Last two years brought unprecedented interest in Personal Health Records (PHRs). Started in healthcare industry outlets the excitement crossed over into traditional media and the expectations are high.
Over the last year I have written a few pieces about the new PHR platforms from Microsoft and Google, outlining some of the challenges they need to address to achieve adoption and viability, which you can find here:
Recent update from Microsoft deserves another look:
First of all, I would encourage you to check out the announcement by Sean Nolan, the Chief Architect of HealthVault, outlining a product tour for new users as well as the commentary by John Moore of Chilmark Research.
John and Sean have a great overview of the new HealthVault features, which I believe are on the right track to increase product usability. Improvements to login are especially welcome, as the strong focus on privacy and security comes at the usability cost. As a user, I remember my frustrations with having to change my Windows Live password to the acceptable level of strength. Support for Open ID is helpful, though this might only be a start.
Microsoft is clearly committed to investing in the platform and is working with industry partners who are developing 3rd party applications. The billion dollar question however still remains the same: Do consumers and providers care enough about PHR to actively participate?
What do we need to look at? Metrics, metrics and metrics!

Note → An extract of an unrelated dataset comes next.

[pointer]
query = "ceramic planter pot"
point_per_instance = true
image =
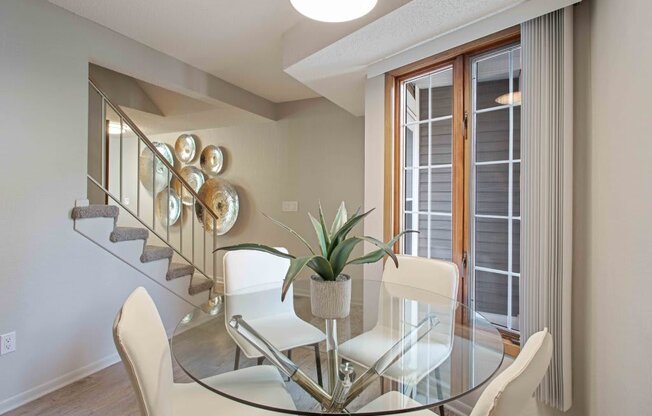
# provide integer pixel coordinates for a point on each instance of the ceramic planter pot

The grand visions of PHR for every consumer accessible by every physician have been around since nineties and have not changed that much. Despite a truly novel approach by Microsoft and Google of treating PHR as a platform, these platforms will be worth only as much as the number of people using them. Using them ACTIVELY and not just registering for an account and forgetting about the service. Engagement requires more than usability (which is simply the price of entry). The platform along with its applications must provide ongoing value.

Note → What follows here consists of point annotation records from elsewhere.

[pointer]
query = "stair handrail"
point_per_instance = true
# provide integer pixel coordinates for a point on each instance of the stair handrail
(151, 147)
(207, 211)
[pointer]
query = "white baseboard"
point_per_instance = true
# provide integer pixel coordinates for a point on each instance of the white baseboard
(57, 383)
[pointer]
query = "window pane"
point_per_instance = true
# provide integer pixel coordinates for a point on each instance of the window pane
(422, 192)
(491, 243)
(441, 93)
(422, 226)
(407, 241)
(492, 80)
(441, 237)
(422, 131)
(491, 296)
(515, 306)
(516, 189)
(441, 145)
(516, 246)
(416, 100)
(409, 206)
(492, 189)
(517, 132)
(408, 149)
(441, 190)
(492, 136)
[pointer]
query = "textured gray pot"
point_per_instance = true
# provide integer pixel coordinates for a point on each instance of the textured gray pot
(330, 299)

Neither Microsoft nor Google published any consumer usage data
This might be forgivable given the early stage of their PHR platforms. But on the other hand, HealthVault has been around for a year and Google Health is nearing half-a-year milestone. While the products have been launched to the public, the main focus of both Microsoft and Google seems to have been recruiting industry partners. But still, if consumer adoption is strong, why not brag about it?
I would go out on a limb and say that PHR experience (of any kind) is still not close to being interested and compelling to John Q. Public. In the absence of official data, we have to go by anecdotes. Fortunately, the recent piece in Modern Healthcare has the key factoid from John Halamka, CIO at CareGroup Health System—parent of Beth Israel Deaconess Medical Center (BIDMC):
Still, PHRs aren’t attractive to everyone, even those partial to Google, such as the young and healthy, Halamka says. But they are of high value to providers such as himself, an emergency room physician. “Often I’m flying blind,” he says. “I would hope that a PHR would help.”
The key to Google Health’s success is making sure that users don’t have to input information themselves, but rather be able to access critical data at the click of a mouse. For instance, 40,000 patients at Beth Israel Deaconess have PHRs, but only 42 patients have added any information to those files, Halamka says.
That only 1 in a 1000 patients who bothered to enroll for PHR would care to take any action upon it speaks volumes about viability of a personally-managed health record. After all, the media attention around the concept has been huge and BIDMC, Google and Microsoft went out of their way to promote these programs. Unfortunately we are still stuck in the experimentation phase.
But what about all these huge PHR market projections?
Be careful who you listen to and how you interpret the data! While we keep hearing about huge (and valid) numbers of people who "search for health information" and "visit health websites", PHRs and many other consumer-directed tools require a lot more commitment than just looking for health info. So while the hundreds of millions of health searchers are real, few of them engage further.
The opportunity for PHR platforms still exists. The question is whether it will take one, five or ten years to bear fruit.
UPDATE: Microsoft demonstrates they understand the need to nurture new "PHR killer apps", in their recent partnership announcement with Scripps, Navigenics and Affymetrix to collaborate on personalized genomics.